Toni Morrison, Beloved author and Nobel Prize winner, dies at 88

Toni Morrison, Beloved author and Nobel Prize winner, dies at 88

Nobel Prize-winning author Toni Morrison has died at the age of 88, her publisher Alfred A. Knopf confirmed Tuesday morning. Morrison, the writer of acclaimed and influential novels like Beloved and Song of Solomon, was a giant of American literature.

Born Chloe Ardella Wofford in 1931, Morrison’s first novel was The Bluest Eye, about a young African-American girl growing up in the Depression who longs for the blue eyes she sees in white-skinned dolls. The legacy of slavery and the reality of racial oppression were major themes in Morrison’s work. Her most famous novel, Beloved, was published in 1987 and centers on a woman who killed her baby daughter rather than let her become a slave. It won the Pulitzer Prize for Fiction and inspired a 1998 movie adaptation starring Oprah Winfrey and Danny Glover.

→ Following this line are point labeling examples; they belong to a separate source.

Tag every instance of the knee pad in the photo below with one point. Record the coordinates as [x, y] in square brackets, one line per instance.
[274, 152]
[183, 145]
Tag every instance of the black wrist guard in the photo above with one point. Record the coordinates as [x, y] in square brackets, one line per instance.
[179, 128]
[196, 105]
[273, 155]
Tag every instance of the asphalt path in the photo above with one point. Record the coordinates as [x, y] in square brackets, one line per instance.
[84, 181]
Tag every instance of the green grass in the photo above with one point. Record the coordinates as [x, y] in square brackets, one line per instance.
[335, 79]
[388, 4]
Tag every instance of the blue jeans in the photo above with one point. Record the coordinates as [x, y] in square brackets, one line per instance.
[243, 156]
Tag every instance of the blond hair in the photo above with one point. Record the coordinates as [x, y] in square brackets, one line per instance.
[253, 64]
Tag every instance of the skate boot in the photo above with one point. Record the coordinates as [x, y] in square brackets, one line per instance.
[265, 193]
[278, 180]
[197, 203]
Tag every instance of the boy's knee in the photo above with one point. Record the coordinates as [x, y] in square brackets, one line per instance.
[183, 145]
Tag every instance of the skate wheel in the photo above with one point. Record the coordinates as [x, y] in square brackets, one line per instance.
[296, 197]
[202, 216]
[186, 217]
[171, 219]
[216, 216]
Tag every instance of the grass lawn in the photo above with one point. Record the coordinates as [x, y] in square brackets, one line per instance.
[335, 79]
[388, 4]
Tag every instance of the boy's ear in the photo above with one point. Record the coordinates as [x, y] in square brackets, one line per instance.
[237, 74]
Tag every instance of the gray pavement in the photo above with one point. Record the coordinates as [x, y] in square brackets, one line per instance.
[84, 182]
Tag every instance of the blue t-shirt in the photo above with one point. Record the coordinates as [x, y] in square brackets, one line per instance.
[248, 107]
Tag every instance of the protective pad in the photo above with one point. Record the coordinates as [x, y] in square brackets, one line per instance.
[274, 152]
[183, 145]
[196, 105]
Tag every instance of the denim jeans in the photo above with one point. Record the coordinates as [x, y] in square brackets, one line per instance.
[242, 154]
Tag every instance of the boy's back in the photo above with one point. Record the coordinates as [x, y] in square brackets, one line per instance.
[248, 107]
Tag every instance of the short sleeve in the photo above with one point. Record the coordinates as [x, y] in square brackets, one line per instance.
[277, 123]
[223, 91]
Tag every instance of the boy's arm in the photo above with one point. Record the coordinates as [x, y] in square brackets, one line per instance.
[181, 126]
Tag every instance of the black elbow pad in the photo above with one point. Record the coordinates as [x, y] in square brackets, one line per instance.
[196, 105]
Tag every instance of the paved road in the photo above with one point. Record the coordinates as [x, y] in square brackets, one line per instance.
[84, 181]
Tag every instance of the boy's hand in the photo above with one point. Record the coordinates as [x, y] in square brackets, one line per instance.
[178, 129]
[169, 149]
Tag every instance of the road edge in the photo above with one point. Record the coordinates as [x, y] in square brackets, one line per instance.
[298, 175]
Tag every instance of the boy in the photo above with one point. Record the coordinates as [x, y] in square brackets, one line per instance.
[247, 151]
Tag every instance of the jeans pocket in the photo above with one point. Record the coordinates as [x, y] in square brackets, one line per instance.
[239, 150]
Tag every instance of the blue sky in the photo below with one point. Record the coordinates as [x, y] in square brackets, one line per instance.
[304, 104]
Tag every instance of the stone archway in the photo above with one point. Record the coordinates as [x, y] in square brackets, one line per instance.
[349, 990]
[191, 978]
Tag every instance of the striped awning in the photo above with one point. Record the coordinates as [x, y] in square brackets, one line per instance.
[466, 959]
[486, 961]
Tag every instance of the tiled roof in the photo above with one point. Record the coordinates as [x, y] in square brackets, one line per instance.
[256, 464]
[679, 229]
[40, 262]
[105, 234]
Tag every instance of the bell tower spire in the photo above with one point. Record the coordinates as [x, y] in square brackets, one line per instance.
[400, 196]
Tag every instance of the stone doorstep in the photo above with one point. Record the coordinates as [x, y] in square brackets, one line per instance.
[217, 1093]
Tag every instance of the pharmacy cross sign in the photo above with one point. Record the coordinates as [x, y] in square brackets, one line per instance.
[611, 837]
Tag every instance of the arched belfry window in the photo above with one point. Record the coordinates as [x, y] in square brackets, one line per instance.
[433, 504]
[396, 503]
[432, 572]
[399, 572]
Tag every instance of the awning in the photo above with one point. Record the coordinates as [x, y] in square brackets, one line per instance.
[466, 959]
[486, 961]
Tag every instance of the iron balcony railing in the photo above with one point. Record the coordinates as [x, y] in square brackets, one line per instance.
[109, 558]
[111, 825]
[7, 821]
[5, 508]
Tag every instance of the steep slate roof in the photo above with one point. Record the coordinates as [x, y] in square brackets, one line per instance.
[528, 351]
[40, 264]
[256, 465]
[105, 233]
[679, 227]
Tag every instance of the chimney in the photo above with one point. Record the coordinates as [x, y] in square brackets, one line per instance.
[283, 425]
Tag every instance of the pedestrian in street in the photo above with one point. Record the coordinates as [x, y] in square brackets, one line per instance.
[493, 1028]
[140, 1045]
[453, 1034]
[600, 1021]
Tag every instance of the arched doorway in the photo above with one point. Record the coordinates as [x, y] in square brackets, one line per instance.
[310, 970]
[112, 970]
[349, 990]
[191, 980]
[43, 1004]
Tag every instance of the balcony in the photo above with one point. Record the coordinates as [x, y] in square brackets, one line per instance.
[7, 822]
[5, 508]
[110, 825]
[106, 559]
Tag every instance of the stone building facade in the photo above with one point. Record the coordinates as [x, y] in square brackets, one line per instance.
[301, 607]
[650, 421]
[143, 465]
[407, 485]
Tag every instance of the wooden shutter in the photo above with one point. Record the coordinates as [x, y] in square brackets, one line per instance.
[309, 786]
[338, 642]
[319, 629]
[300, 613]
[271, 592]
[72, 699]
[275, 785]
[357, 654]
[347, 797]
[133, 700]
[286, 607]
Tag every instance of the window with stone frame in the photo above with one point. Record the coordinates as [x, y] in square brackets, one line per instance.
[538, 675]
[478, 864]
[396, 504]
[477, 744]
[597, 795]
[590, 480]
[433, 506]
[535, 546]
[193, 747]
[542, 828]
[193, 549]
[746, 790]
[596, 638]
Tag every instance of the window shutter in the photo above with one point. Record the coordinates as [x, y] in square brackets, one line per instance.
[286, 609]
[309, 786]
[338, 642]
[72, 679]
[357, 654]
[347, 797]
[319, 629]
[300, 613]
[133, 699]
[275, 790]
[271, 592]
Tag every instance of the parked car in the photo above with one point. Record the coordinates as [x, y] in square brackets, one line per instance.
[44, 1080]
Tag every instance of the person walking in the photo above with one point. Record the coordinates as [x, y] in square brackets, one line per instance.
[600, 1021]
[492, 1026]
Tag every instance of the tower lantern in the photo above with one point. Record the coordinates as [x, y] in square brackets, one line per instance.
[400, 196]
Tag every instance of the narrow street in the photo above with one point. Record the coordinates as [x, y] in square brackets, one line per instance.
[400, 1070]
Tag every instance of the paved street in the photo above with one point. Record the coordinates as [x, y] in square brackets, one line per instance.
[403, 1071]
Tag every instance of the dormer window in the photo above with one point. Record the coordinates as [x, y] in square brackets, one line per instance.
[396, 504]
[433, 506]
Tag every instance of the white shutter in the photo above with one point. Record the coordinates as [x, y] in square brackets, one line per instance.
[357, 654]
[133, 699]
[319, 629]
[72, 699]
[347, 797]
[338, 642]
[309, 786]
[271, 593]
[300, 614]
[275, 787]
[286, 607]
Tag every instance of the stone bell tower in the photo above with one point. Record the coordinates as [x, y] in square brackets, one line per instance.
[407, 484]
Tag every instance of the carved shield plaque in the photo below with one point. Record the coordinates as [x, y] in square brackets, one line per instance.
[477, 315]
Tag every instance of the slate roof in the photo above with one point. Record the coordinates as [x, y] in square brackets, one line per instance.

Daniel Boczarski/FilmMagic
Daniel Boczarski/FilmMagic

In 2012, President Barack Obama awarded Morrison the Presidential Medal of Freedom. The former president spoke glowingly of her work, telling The New York Times in 2017 that “Song of Solomon is a book I think of when I imagine people going through hardship. That it’s not just pain, but there’s joy and glory and mystery.”

Leigh Vogel/WireImage
Leigh Vogel/WireImage

In 1993, Morrison won the Nobel Prize for Literature, becoming the first black woman of any nationality to do so. In her famous award speech, she related a parable from “the lore of several cultures” in which young people make a visit to an old, blind, wise woman. They tell her they hold a bird in their hands, and ask her if the bird is alive or dead. Being blind the woman can’t see for sure if the bird is alive or dead, but she tells the young people that it’s their responsibility either way. Morrison used the bird to stand in for language, and our collective responsibility to shape language into something living and inspiring rather than limited and dead.

“We die. That may be the meaning of life,” Morrison said. “But we do language. That may be the measure of our lives.”

Morrison’s 11th and final novel, God Help the Child, was published in 2015.